In other words, part of the reason why "All I Want for Christmas Is You" earned its success is because the song is at once backward-sounding in its construction and contemporary in its framing. It shook up the holiday music landscape by demonstrating just how successful an original Christmas song could be — while setting a bar that no other song could reach.

How does the music industry keep the same songs on top?

Appearing on a curated playlist can be a key factor for any song's success. A song that appears on one of those playlists can get 10 to 50 million additional streams, with high positioning an additional multiplier. A song that sits at the top of a popular playlist can get seven times as many streams as the fifth song down on the same list, according to a report by the National Bureau of Economic Research (NBER).

"Everyone wants to be as early as often as you can be in playlists, and we've seen that in recent years where this means a lot to artists," Trust says.

The value is even greater for a holiday hit. While the average song on one of the more popular Spotify playlists will stay on for up to 200 days, according to NBER, an average song on a holiday playlist can stay on for as long as six years, according to an analysis by Chartmetric.

Knowing the benefit of curated playlists, especially ones created by an internal editorial team, labels try each year to improve the positioning of holiday songs. In 2023, Brenda Lee's "Rockin' Around the Christmas Tree" got a push from its label for its 65th anniversary. For a couple of weeks, it actually dethroned Mariah Carey at the top of the Billboard Hot 100.

Maintaining that position is lucrative for everyone. According to a Billboard report, "All I Want For Christmas Is You" generated an estimated $8.5 million in global revenue and publishing royalties for Carey and her label, Sony Music, in 2022 alone. But even for songs that can't hope to reach that height, there is still potential for annual income.

"It's a slow drip, drip, drip over time, but the payoff will set you up for life," says NPR Music critic Stephen Thompson. "A lot of pop stars release holiday music essentially, like putting money in their 401k."

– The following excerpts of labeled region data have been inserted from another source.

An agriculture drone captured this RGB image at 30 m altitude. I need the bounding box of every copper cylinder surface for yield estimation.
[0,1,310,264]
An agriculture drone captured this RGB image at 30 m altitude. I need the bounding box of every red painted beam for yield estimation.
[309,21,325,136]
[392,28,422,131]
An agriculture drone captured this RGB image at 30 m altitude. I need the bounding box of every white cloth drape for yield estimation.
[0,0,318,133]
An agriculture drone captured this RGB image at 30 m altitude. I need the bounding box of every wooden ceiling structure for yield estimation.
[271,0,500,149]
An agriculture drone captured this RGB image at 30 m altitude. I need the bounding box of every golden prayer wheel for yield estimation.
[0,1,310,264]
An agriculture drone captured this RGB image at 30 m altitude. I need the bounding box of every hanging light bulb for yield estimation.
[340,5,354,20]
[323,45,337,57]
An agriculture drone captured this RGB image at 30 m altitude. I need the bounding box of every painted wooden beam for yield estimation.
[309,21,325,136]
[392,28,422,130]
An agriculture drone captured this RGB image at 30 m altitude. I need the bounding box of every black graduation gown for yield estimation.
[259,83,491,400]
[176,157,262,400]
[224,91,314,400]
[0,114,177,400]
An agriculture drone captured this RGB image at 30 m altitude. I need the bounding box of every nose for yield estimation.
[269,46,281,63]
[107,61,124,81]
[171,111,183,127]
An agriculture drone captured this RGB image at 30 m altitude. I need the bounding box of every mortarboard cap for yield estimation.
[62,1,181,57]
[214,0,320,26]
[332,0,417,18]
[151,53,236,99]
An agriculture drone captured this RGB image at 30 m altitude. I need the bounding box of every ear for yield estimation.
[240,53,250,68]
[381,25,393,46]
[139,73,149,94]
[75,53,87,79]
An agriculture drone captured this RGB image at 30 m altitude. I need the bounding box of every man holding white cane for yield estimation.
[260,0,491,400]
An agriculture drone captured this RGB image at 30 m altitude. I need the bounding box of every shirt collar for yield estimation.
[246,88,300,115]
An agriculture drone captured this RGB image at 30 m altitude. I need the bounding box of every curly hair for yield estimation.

When will a new song join the canon?

Even with the odds stacked against new songs, there are a few that have become staples of the season. "Santa Tell Me" by Ariana Grande broke the top 5 of the Holiday 100 last season and Kelly Clarkson's "Underneath the Christmas Tree" entered the top 10. Both songs are currently in this year's top 10. It's been quiet so far in the 2020s; all of the new additions to the canon came out in the 2010s, and took years to appear regularly in Christmas programming.

"You're not looking for immediate headlines," Thompson says. "You're hoping that it catches on like decades and decades out."

That doesn't mean artists will stop trying. Sabrina Carpenter released an EP titled Fruitcake in 2023, with a Netflix special the following holiday season. Fruitcake is currently in the top 20 Christmas albums, between Burl Ives and Elvis Presley. The Jonas Brothers are attempting to replicate the formula this year, with A Very Jonas Christmas EP paired with a Disney+ holiday movie.

But even when contemporary artists use the power of visuals to imprint themselves on holiday history, they're still competing with established classics .

"Animated videos [came] out with Dean Martin and Frank Sinatra from the '50s and '60s, putting a new spin with a cute little video," says Trust. "It's really a holiday film, and that's a way to make something a little bit fresher."

This year, there's a slate of holiday music released, ranging from new recordings from Brad Paisley to rereleases like Vince Guaraldi's A Charlie Brown Christmas. It's a unique realm in popular music; these songs may vary in style, but they're linked by the same desire to bring listeners into a holiday spirit.

"You can have a twist on a familiar thing," Dr. Autry says, "but people want to hear that the world is still capable of sounding the way they remember it."